Le rapport Draghi, publié en septembre 2024, n’a jamais été autant d’actualité. Ce dernier pointait un retard grandissant de l’Europe, en particulier par rapport aux Etats-Unis et à la Chine, en termes de compétitivité industrielle, sur de nombreux secteurs d’activité. Partant de ce constat étaient préconisées plusieurs pistes. Avec en tout premier lieu la nécessité de stimuler l’innovation pour combler un retard technologique patent dans de nombreux secteurs, comme celui de l’intelligence artificielle, qui apparaît si crucial aujourd’hui. Le rapport Draghi chiffre l’investissement à réaliser en la matière à 800 milliards d’euros. Hasard des chiffres, cette somme correspond à ce que l’Union Européenne compte engager via le plan Rearm Europe, qui doit permettre au vieux continent de développer une industrie de défense performante pour assumer seule sa capacité à répondre à d’éventuelles agressions étrangères.

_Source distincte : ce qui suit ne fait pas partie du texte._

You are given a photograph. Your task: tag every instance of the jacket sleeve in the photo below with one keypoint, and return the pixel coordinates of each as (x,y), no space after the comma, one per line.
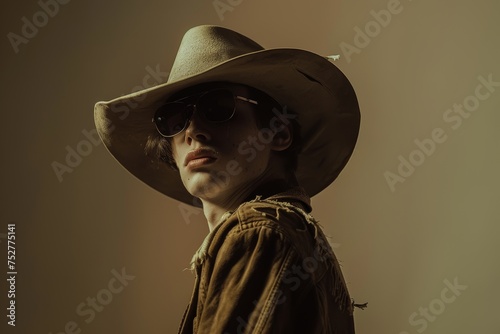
(242,283)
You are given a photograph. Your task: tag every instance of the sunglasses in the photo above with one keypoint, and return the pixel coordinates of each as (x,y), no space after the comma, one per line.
(214,106)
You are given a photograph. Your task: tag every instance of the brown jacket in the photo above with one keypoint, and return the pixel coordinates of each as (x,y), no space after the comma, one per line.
(268,268)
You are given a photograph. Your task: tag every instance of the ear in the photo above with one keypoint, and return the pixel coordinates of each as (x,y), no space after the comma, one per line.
(283,138)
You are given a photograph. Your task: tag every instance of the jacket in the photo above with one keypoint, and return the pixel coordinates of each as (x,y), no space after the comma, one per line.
(268,268)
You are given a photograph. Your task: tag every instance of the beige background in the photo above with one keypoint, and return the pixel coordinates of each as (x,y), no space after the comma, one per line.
(397,247)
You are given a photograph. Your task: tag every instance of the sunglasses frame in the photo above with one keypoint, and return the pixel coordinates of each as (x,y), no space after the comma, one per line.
(194,108)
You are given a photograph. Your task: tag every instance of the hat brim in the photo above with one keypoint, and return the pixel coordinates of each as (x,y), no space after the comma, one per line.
(310,86)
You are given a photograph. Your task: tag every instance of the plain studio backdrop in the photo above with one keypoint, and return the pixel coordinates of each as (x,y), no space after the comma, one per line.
(413,217)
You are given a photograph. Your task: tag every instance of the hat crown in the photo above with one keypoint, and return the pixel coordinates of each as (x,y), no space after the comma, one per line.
(206,46)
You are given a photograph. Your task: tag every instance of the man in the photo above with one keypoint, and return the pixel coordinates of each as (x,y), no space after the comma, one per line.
(249,135)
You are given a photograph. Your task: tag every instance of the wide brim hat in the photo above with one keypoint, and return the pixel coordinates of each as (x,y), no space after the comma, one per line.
(307,84)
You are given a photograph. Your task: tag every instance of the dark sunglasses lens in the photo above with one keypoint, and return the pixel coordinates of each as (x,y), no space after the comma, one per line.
(171,118)
(217,105)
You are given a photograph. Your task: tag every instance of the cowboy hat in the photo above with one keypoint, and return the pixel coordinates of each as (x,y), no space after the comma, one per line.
(307,84)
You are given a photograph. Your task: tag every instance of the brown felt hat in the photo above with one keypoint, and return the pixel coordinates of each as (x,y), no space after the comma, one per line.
(309,85)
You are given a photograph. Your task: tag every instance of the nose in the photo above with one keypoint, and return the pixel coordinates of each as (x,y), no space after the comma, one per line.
(197,130)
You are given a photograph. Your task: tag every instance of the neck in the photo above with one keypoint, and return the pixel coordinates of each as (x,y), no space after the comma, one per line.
(215,208)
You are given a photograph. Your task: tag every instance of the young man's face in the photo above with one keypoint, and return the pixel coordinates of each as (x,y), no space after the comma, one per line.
(220,160)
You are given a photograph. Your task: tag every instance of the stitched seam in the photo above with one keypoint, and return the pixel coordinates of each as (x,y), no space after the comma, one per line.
(270,304)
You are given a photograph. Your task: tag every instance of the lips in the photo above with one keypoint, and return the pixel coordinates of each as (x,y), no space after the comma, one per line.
(200,157)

Le second constat du rapport Draghi est la nécessité d’établir un plan commun pour la décarbonation et la compétitivité de nos activités industrielles. La troisième recommandation concerne le renforcement de la sécurité économique et la réduction des dépendances, pour diminuer la fragilité des chaînes de valeurs industrielles et notamment l’approvisionnement en matières critiques. Un constat que la crise sanitaire a révélé au grand jour.

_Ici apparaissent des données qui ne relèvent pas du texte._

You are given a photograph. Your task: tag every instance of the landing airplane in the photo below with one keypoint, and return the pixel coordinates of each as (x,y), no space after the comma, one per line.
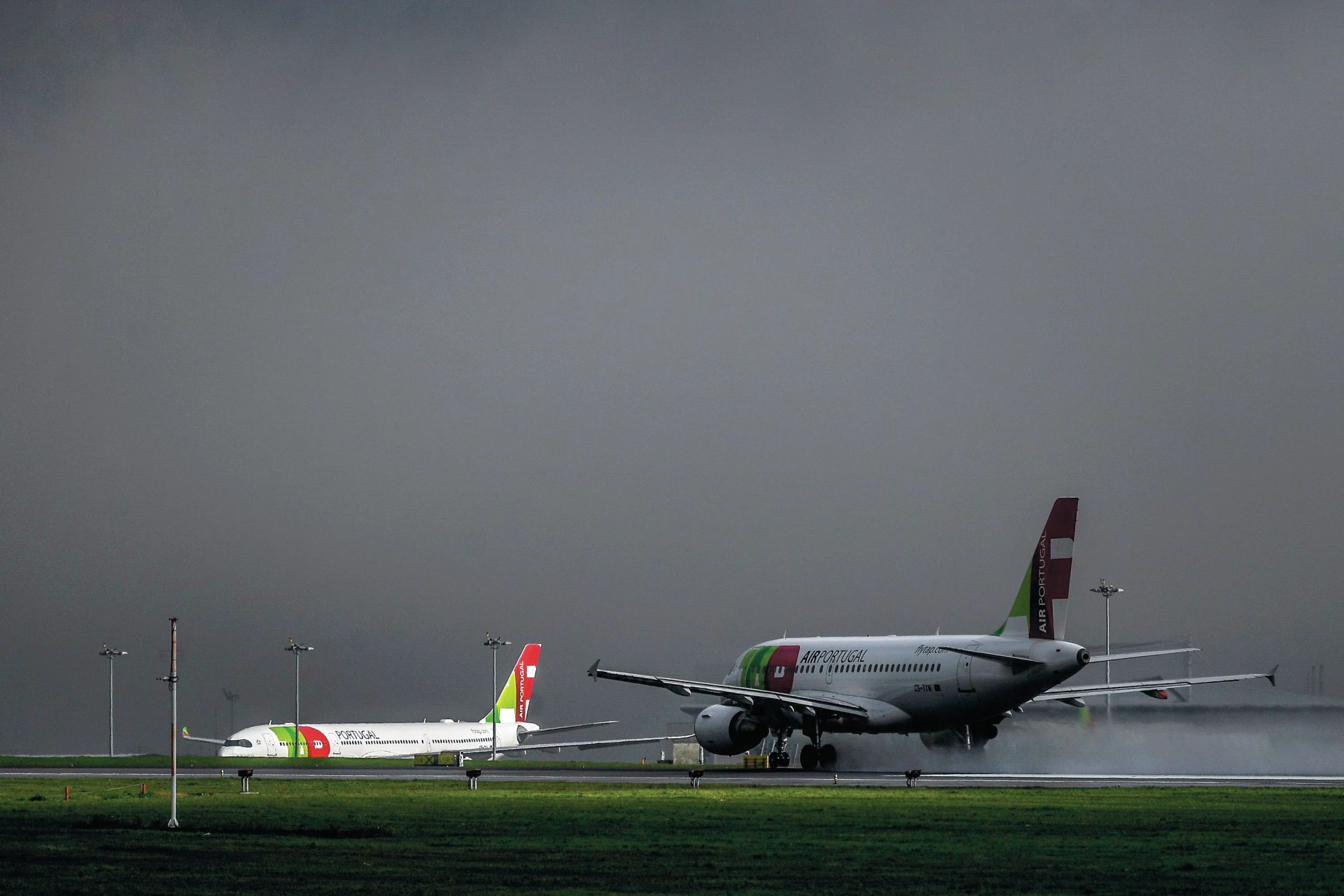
(402,741)
(952,691)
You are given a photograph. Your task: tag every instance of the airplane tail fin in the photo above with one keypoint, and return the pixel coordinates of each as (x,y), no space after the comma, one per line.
(517,696)
(1034,610)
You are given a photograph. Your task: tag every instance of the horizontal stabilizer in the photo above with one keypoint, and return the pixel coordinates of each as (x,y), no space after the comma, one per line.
(204,741)
(559,729)
(577,745)
(1140,687)
(804,703)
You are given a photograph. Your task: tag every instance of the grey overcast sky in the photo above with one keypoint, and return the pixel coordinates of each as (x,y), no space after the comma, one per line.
(650,331)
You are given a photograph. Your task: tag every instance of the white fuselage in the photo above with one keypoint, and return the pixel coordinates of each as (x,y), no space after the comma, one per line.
(910,684)
(372,741)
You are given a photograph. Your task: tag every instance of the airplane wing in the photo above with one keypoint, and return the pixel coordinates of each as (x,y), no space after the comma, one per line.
(578,745)
(559,729)
(204,741)
(1075,692)
(748,697)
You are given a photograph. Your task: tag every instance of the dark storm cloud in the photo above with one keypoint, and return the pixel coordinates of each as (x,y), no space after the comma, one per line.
(648,332)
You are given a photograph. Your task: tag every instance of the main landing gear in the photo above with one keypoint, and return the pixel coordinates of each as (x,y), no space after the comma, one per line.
(818,754)
(780,755)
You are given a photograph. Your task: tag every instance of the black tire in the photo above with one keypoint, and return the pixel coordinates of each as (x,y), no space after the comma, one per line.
(827,755)
(808,758)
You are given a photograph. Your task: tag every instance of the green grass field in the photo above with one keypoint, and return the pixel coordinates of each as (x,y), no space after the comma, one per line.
(438,837)
(160,763)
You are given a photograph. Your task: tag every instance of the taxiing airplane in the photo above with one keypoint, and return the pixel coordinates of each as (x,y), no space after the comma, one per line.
(401,739)
(952,691)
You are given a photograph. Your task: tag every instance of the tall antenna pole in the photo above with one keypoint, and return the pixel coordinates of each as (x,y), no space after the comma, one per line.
(172,752)
(232,696)
(1107,590)
(112,654)
(296,649)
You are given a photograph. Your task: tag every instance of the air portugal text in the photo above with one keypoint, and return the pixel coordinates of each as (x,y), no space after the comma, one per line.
(834,656)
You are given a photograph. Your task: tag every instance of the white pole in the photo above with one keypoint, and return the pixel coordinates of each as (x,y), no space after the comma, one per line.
(1108,653)
(172,688)
(112,654)
(296,649)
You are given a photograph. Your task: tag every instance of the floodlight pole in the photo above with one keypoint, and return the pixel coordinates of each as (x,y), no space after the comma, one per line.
(495,644)
(232,696)
(1107,590)
(112,654)
(172,752)
(298,649)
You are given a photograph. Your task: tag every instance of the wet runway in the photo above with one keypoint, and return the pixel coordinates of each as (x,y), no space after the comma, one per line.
(713,778)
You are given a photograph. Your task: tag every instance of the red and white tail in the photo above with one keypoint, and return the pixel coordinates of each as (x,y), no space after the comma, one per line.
(1035,608)
(517,696)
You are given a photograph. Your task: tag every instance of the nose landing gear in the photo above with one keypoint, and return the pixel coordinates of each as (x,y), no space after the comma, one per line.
(780,754)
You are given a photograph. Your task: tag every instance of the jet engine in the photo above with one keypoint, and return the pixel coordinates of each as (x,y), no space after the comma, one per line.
(727,729)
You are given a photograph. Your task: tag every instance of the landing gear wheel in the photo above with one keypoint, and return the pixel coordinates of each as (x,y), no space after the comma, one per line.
(827,755)
(808,757)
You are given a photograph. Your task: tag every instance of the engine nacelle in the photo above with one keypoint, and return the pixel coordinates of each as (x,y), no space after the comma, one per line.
(727,731)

Si l’UE met en place des réglementations ayant pour objectif d’adjoindre les pays européens à décarboner leurs activités et à renforcer la compétitivité de leurs secteurs industriels de pointe, difficile d’y voir une réelle politique volontariste et encore moins une stratégie commune.

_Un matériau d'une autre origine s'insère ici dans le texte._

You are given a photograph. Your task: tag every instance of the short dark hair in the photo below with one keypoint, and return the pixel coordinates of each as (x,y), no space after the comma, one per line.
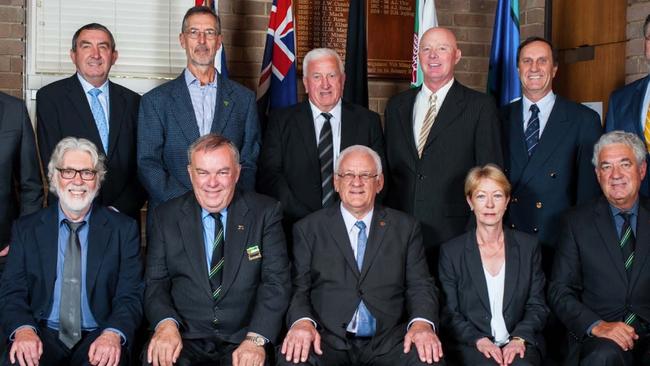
(530,40)
(200,10)
(92,26)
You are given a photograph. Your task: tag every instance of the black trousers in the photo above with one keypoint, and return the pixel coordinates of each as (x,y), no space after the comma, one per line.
(55,353)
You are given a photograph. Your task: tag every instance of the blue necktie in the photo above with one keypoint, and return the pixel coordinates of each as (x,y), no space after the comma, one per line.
(366,323)
(100,117)
(532,130)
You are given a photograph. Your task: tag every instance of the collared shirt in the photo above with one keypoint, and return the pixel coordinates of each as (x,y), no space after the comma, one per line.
(335,123)
(208,232)
(104,97)
(545,106)
(204,99)
(421,106)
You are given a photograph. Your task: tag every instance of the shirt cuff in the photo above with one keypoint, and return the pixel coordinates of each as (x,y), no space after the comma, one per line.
(420,320)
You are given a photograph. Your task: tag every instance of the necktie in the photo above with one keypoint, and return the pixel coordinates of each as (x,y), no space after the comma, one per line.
(532,130)
(70,310)
(429,118)
(366,323)
(326,158)
(216,263)
(100,117)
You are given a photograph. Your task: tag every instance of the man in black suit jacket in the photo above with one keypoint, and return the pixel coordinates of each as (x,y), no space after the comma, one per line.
(20,169)
(217,274)
(601,275)
(427,162)
(361,282)
(290,168)
(556,172)
(66,108)
(61,306)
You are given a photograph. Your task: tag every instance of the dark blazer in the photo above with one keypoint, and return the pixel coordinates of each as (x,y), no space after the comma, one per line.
(255,292)
(624,113)
(465,134)
(289,165)
(589,280)
(394,282)
(559,175)
(167,127)
(19,169)
(466,313)
(62,110)
(113,275)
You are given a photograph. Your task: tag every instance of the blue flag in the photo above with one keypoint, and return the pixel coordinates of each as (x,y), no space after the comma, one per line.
(503,78)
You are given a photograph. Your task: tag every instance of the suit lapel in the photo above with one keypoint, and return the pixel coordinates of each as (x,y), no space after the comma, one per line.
(183,109)
(192,237)
(380,224)
(512,268)
(475,269)
(607,229)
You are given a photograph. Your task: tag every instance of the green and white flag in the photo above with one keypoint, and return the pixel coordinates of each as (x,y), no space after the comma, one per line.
(425,18)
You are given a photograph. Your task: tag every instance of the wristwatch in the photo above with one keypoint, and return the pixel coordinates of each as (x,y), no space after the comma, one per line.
(257,340)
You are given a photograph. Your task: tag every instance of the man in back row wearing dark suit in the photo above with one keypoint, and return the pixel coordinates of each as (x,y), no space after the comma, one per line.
(600,287)
(218,281)
(303,141)
(434,135)
(89,106)
(362,293)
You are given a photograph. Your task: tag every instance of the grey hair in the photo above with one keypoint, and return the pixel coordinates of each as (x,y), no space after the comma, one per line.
(358,148)
(75,144)
(631,140)
(318,53)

L’Allemagne obligée de miser sur l’Europe ?
Donald Trump est celui, volontairement ou pas, qui va – peut-être – forcer l’Europe à unir ses efforts pour continuer à exister, industriellement et économiquement parlant. Ce dernier a réussi à faire dire à l’Allemagne que la nécessité d’investir dans une industrie de défense performante devait l’emporter, au-delà de l’augmentation du taux d’endettement que ces investissements induiront. Ce qui constitue en soi un véritable tournant de la part de notre voisin. Et un signal pour le continent.
Au-delà de la défense, les efforts, dispersés mais réels, de l’Union Européenne pour développer des filières industrielles performantes autour de technologies comme la mobilité électrique, l’hydrogène, les lanceurs spatiaux, le micro nucléaire, entre autres, ont montré que le continent dispose d’atouts pour être compétitif au niveau international. Mais la guerre commerciale, qui est déjà une réalité entre la Chine et les Etats-Unis oblige le vieux continent à utiliser d’autres leviers : le patriotisme économique, la limitation de la concurrence entre acteurs européens sur des technologies similaires, l’orientation des investissements… Une certaine forme de protectionnisme donc, que la mise en place de standards écologiques différenciants, destinés à faire barrage aux produits étrangers, plus performants, moins chers mais produits de manière moins résiliente pour l’environnement, préfigure.
Il faut donc aller plus loin, et on entend de plus en plus dans les prises de paroles des responsables politiques français et européens la volonté de mettre en place des barrières réglementaires, de pratiquer une politique commerciale plus agressive, et de disposer d’une planification commune sur les filières industrielles stratégiques.
Si l’Europe réagit sous la contrainte et dans l’urgence, la problématique continentale n’en reste pas moins là : comment réussir à se mettre d’accord à 27 ? La crainte actuelle de chaque pays membre, de se voir comme une victime potentielle de la guerre économique et commerciale en cours est peut-être le plus grand moteur pour mutualiser les outils industriels et faire naître une réelle ambition stratégique européenne.